A Creative Writing Workshop in Poetry

The dervish poet Rumi wrote, “There is a secret medicine / given only to those who hurt so hard / they can’t hope. / The hopers would feel slighted if they knew.” I have often been a hopeless recipient of that secret medicine. The universe administers it in surreptitious love letters sent to us as poetry. The medicine awakens a weary spirit to eddies of dust glittering in sunshine and the return of birdsong at winter’s end. In this course offering, we will discuss how poetry expresses our connection to the earth, each other, our human experience, and the infinite beauty of the universe. We will write and explore how poetry nourishes, heals, and loves us.
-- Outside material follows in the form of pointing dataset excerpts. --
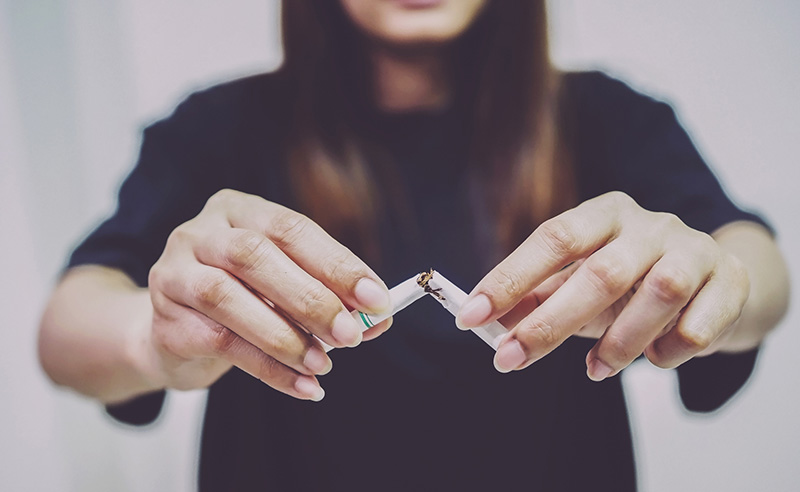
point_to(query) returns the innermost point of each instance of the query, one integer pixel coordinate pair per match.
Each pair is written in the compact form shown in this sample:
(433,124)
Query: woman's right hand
(243,284)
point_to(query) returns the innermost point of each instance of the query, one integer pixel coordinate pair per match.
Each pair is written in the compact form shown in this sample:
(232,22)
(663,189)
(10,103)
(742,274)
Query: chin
(414,22)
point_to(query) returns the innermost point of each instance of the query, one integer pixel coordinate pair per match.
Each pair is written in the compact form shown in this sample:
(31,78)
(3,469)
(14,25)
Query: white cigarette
(400,297)
(452,297)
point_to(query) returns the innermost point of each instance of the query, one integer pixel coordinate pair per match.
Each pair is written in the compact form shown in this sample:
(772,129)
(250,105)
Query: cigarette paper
(400,296)
(452,297)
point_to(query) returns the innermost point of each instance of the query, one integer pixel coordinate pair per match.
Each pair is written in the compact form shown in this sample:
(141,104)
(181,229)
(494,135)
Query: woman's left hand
(640,281)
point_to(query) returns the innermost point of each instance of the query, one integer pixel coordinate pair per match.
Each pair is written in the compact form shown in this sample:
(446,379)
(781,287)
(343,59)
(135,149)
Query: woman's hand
(244,284)
(641,282)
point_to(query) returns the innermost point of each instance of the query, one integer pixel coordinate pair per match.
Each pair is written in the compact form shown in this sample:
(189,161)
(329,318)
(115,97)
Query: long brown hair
(505,78)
Rena Priest is an enrolled member of the Lhaq’temish (Lummi) Nation. She served as Washington State’s 6th Poet Laureate (2021-2023). Her work has been recognized with an Allied Arts Foundation Professional Poets Award and fellowships from the Academy of American Poets, Indigenous Nations Poets, Nia Tero, University of Washington Libraries, and the Vadon Foundation. Her debut collection, Patriarchy Blues, received an American Book Award. Her most recent book, Northwest Know-How: Beaches, includes poems, retellings of legends, and fun descriptions of 29 of the most beloved beaches in the Pacific Northwest. She is also the editor of two anthologies, The Larger Voice: Celebrating the Work of Native Arts and Cultures Foundation Literature Fellows and I Sing the Salmon Home: Poems from Washington State. Her work appears widely in print and online. She lives in Bellingham, Washington, on Lhaq’temish homelands.